Things like that can’t be forgotten any more than they can be undone.
I break free from the ice palace and grab the oars to one of the small rowboats. I reach the other side of the great moat breathless and clutching the seashell necklace in my hand. The thick grooves of it press against my palm as I debate the choice ahead of me. Elian will think he can use the eye to kill my mother and every single siren in the ocean. He’ll risk his life, believing he has a weapon, when in fact that weapon is useless in his hands.
With my blood coating it, it can have no other master.
There were a lot of things the Sea Queen told me about Keto’s eye, but the one I remember most clearly is this: Whoever frees the eye will become its master. I hadn’t lied to Elian when I said blood was needed; it just didn’t have to be siren blood. If Elian had sliced his own hand across the waters, the Second Eye of Keto would have been his to use. It would have given him the same powers my mother’s trident gifted her. That was how the original families planned for the humans to take down the Sea Queen: an even battle of magic.
I thrust the seashell necklace into the moat as I did in Eidyllio, only this time I focus on my mother’s image. I call to her inside my mind, loud enough to have it puncture through an entire mountain and spread across the seas. At first, I’m not sure if it will work, but then the water begins to boil and around me the ice that scatters over the moat melts.
It singes like an invisible fire and a gust of water spouts up. Black flows like shadows spilling into light. I hear a familiar humming and then, unmistakable, the sound of laughter.
From the abyss, my mother appears.
She is still beautiful, as all siren queens are, and horrifying in a way that only she has ever managed to be. Her eyes burnish mine and her long fingers stroke her trident like a pet. All the power in the world at her fingertips, ready to bend the seas and its monsters to her whim.
For some reason, she looks so strange to me now.
The Sea Queen smiles with fresh blood on her teeth. “Are you going to speak?” she asks.
I glance back to the palace, expecting Elian to come hurtling out at any moment, but the entrance stays clear and the water is steady by its feet and the Sea Queen simply waits.
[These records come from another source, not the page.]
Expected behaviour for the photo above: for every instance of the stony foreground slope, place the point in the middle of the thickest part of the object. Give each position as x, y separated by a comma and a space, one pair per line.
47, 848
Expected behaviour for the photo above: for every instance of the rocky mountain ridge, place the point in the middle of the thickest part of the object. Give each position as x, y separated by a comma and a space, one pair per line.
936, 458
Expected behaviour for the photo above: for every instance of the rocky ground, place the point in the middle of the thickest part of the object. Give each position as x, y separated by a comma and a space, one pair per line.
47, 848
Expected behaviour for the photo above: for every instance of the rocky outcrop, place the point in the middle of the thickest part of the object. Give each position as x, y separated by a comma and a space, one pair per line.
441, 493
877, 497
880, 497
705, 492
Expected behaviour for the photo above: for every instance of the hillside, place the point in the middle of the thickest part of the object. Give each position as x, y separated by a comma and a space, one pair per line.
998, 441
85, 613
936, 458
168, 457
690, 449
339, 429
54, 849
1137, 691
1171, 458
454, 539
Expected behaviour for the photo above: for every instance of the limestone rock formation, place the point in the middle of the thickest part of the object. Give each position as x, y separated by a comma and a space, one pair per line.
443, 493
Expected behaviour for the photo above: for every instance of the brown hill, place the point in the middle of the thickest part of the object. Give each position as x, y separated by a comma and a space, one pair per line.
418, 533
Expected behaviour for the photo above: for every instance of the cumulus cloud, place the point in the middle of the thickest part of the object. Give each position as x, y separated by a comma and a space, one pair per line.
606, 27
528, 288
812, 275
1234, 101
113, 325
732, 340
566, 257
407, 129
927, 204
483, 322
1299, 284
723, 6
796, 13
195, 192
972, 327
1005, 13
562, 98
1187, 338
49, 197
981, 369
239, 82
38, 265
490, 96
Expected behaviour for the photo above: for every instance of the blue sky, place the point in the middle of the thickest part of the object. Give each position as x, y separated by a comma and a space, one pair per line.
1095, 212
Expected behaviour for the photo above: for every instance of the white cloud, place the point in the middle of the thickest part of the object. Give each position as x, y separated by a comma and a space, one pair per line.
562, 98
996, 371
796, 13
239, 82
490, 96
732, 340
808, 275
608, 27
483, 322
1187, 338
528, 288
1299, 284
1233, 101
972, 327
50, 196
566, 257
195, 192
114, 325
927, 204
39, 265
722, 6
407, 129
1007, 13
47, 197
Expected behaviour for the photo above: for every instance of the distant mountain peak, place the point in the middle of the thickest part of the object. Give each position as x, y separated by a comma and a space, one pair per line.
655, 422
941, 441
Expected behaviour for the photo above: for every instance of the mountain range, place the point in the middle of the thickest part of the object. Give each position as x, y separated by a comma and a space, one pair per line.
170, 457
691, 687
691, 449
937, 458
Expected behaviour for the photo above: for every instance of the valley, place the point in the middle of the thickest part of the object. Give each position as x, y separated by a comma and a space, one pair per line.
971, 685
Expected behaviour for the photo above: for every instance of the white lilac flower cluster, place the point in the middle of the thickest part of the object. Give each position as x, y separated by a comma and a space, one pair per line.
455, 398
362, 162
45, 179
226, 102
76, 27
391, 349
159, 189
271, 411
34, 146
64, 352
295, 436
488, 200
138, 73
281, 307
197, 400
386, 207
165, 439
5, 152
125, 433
“Do you know where we are?”
She casts an unconcerned look at her surroundings, resting her long, webbed fingers on the trident. There is barely a flicker in her chiseled eyes when she says, “The Cloud Mountain.”
“This lake” – my breath rattles between us – “is where the Second Eye of Keto was hidden. I followed the prince whose heart you wanted me to take and he led me here. To the very thing you’ve been searching for. I found this place when you failed to. Couldn’t you sense it with all of that power in your damn trident?”
It is not until she blinks that I realize I’m screaming.
Suddenly every deception and excuse I was so sure I could weave doesn’t seem important. My mind is blank, save for one thought: how unreasonably righteous I feel. When the water parted, I thought there was something odd about her. A small change in my absence that I couldn’t quite place my finger on. Now I realize it isn’t that she looks strange, but that she looks like a stranger.
The Sea Queen laughs and the ground cracks by my feet. She reclines and the water bubbles up to meet her like a throne.
“You’re still the stupid child,” she chides. “Can I sense every cup of water a human presses to its lips? You think this is part of our world just because it flows the same way?”
The Sea Queen scrapes a fang across her lip. “All of it is a disguise,” she says. “This mountain – this moat – is not ours. It’s theirs. The original sires of this infestation of human kingdoms. Man-made; magic-made. There is nothing of our goddess in these waters. I wouldn’t have been able to surface here if you hadn’t used the seashell to call me. I wouldn’t have known such a place could be reached.”
“And now you do.”
“And when you give me the eye, I can bring it all crashing down to the depths of Diávolos.”